La Cassazione con una recente pronuncia ha stabilito che se il contribuente decide di “rottamare” le pretese tributarie oggetto di giudizio, deve essere condannato a pagare le relative spese di lite.

Precisamente, un contribuente impugnava, con ricorso, un avviso di accertamento dell’Agenzia delle Entrate. Il ricorso veniva rigettato sia dalla Commissione Provinciale, che dalla successiva Commissione Regionale, quindi veniva proposta impugnazione avanti la suprema Corte di Cassazione.

Nel frattempo, il legislatore emetteva il Decreto Legislativo n. 193/2016 che all’art. 6 prevede la possibilità della definizione agevolata delle pretese iscritte a ruolo (Rottamazione). Tuttavia, in tale istanza vi è espressamente indicato che il contribuente deve impegnarsi a rinunciare agli eventuali contenzioni in essere.

Ebbene, la Cassazione, pur dando atto della presentazione dell’istanza per la “rottamazione” e quindi aver dichiarato il giudizio estinto, ha condannato parte ricorrente al pagamento delle spese di lite.

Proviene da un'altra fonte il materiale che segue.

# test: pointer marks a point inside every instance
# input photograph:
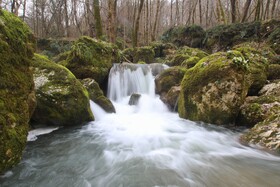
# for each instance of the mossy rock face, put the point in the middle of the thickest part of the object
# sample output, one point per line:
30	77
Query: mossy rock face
258	57
214	89
17	98
265	133
192	36
222	37
264	111
169	78
61	98
90	58
274	40
171	98
257	109
96	95
273	72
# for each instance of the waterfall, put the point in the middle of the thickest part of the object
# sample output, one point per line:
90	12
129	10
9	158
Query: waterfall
127	78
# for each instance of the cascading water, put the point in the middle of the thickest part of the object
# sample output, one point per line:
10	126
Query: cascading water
142	146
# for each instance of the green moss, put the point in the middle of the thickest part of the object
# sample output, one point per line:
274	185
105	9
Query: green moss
62	100
90	58
212	72
16	49
97	95
273	72
169	78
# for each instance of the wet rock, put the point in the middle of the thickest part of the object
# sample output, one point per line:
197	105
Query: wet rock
17	98
61	98
97	95
134	99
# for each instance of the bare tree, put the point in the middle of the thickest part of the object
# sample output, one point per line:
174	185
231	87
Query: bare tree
97	17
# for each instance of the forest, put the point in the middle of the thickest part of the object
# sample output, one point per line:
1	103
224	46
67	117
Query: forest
135	22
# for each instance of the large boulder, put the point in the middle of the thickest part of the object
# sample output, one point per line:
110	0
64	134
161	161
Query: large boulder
167	83
17	95
97	95
90	58
258	55
264	113
61	98
214	89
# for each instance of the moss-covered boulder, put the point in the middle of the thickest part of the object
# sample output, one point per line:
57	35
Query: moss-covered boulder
90	58
258	56
61	98
17	96
274	40
223	37
171	98
214	89
168	78
257	109
97	95
264	113
167	83
192	36
273	72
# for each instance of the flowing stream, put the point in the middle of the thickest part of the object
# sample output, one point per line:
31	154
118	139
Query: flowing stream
141	146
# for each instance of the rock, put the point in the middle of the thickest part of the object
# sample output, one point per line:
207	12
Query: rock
192	36
134	99
273	72
265	133
272	89
90	58
214	89
169	78
17	100
258	57
61	98
258	109
97	95
171	98
264	113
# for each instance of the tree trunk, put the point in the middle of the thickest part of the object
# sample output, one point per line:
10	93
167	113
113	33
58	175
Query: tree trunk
112	6
171	13
233	10
200	11
66	19
273	8
156	21
97	17
266	12
136	27
245	11
23	11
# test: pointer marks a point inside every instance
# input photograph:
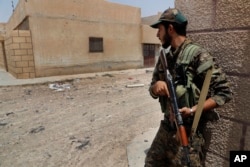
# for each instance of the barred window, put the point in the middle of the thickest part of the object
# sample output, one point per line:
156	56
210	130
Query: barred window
95	44
148	50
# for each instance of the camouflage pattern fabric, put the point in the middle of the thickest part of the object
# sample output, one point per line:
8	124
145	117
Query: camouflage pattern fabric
166	150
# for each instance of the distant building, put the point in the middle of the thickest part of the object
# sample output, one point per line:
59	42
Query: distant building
48	38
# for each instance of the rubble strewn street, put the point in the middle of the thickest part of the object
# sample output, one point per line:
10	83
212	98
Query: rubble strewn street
82	122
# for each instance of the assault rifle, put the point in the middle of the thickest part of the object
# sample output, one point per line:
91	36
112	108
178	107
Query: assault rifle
176	112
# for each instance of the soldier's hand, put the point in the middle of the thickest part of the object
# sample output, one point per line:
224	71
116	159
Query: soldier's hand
160	88
185	112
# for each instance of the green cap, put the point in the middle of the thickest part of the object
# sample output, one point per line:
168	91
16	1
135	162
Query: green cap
170	15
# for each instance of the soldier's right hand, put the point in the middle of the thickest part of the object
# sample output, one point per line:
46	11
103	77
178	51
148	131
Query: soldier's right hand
160	88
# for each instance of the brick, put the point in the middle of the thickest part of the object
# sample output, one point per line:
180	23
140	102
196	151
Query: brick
24	33
16	58
25	45
23	76
8	41
19	39
28	69
29	57
15	46
32	75
18	70
30	51
20	52
31	64
14	34
22	64
28	39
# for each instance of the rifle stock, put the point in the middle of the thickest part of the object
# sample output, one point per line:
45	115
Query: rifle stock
178	117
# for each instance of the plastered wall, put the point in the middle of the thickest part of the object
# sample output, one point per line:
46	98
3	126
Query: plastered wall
20	59
61	30
223	27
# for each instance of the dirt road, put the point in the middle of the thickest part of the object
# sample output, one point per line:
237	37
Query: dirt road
88	124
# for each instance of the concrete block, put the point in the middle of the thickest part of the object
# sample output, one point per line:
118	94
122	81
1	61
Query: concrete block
24	33
22	64
20	52
19	39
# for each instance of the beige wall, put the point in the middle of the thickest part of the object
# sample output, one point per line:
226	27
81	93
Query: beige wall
223	27
149	35
60	35
20	59
2	61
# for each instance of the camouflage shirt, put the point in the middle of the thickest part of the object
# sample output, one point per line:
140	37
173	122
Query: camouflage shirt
194	66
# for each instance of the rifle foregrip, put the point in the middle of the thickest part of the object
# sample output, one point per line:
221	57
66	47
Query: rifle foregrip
184	139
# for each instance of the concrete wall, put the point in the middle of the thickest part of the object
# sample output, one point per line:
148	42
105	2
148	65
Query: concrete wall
20	59
61	29
223	27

La Cassazione ha precisato che: ”La parte rinunziante va tuttavia condannata alle spese processuali, liquidate come in dispositivo, in considerazione della sua soccombenza virtuale” (Cass. n. 8377 del .31 marzo 2017).

La Suprema Corte ha elaborato il seguente ragionamento: nel caso in cui il giudizio fosse continuato il contribuente avrebbe comunque perso, quindi quest’ultimo deve essere condannato alle spese di lite.